J’ai vécu un début de saison compliqué, avec ces deux cartons rouges pris coup sur coup. Grâce à mon entourage, j’ai réussi à me relever. Dans une saison, il y a toujours des hauts et de bas, cela fait partie du jeu. Il faut se préparer à toutes les éventualités et réussir à ne jamais baisser la tête. Je travaille depuis peu avec un préparateur mental, j’ai senti que j’en avais besoin pour être plus performant et revenir encore plus fort. Il me donne des exercices de respiration, des conseils pour mieux dormir et pour être mentalement bon sur le terrain quand ça devient compliqué. Quand on est encaisse des buts, c’est très frustrant. Je n’arrivais pas toujours à bien gérer mes émotions, je n’aime pas perdre. Je sens déjà une progression dans mon attitude. Le coach et tout le staff m’ont été d’une grande aide pour que je reste toujours concentré même quand le match se tend et ce jusqu’à la fin de saison, même dans la difficulté. Cela me sera toujours utile.
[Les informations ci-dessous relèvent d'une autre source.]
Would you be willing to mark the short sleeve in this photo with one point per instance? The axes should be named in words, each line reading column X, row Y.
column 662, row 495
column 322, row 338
Cette saison, vous semblez avoir noué une belle relation avec Danilson Da Cruz, racontez-nous ?
Danilson est très présent pour nous. Il nous aide dans de nombreux domaines, pas seulement sur le terrain. Il veut vraiment le meilleur pour nous. C’est quelqu’un de très drôle, un peu taquin aussi. Il nous pousse à rester déterminés et concentrés pour progresser.
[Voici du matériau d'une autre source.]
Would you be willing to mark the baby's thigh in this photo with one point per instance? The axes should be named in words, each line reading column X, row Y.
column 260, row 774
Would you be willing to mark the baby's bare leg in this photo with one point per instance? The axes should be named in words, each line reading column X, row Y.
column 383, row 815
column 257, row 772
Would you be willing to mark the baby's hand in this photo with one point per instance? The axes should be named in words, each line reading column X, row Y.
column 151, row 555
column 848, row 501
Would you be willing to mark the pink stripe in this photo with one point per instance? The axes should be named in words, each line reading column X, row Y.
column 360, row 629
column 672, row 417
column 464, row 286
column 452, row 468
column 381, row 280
Vous vivez votre troisième saison au club. Est-ce à votre tour d’encadrer les plus jeunes ?
Dans le vestiaire, il y a beaucoup de respect. On est solidaires et on communique énormément. J’apprécie quand Habib (Diallo), JP (Jean-Philippe Gbamin) et Benjamin (Stambouli) me donnent des conseils. Je sais que c’est pour m’aider à progresser, et au vu de leur carrière, je me dois de les écouter. J’essaie à mon tour d’avoir ce rôle auprès d’Alpha Touré. Je le connais depuis Génération Foot, il était plus jeune quand je suis arrivé. On échange beaucoup, et je pense qu’il a un énorme potentiel.
« J’ai grandi dans la même rue que Lamine Camara »
À quel point la vie au Sénégal, votre famille vous manquent ?
Ma famille me manque terriblement. J’ai une petite sœur de 19 ans, qui poursuit ses études en Gambie, où elle apprend l’anglais, l’arabe et le français. Je suis originaire de Diouloulou (Sénégal), une ville située près de la frontière gambienne. L’été, c’est le seul moment où je peux y aller, parce que c’est assez loin de la capitale, Dakar. J’ai besoin de retrouver mes amis, ma famille, ma sœur pour me ressourcer après la saison. Ils regardent mes matches et m’encouragent tout le temps, eux aussi trouvent le temps long. Quand je rentre, l’accueil est incroyable : tous les enfants du quartier viennent me voir. J’ai d’ailleurs un voisin assez connu (rires) : Lamine Camara ! On a grandi dans la même rue, à 200m l’un de l’autre. On a tout fait ensemble. Nos familles sont très proches.
Voir votre voisin soulever la CAN ça dû vous faire quelque chose ?
Alors là… J’étais tellement content et fier de lui. Ça me motive encore plus à porter un jour les couleurs de mon pays et, pourquoi pas, remporter un trophée ensemble.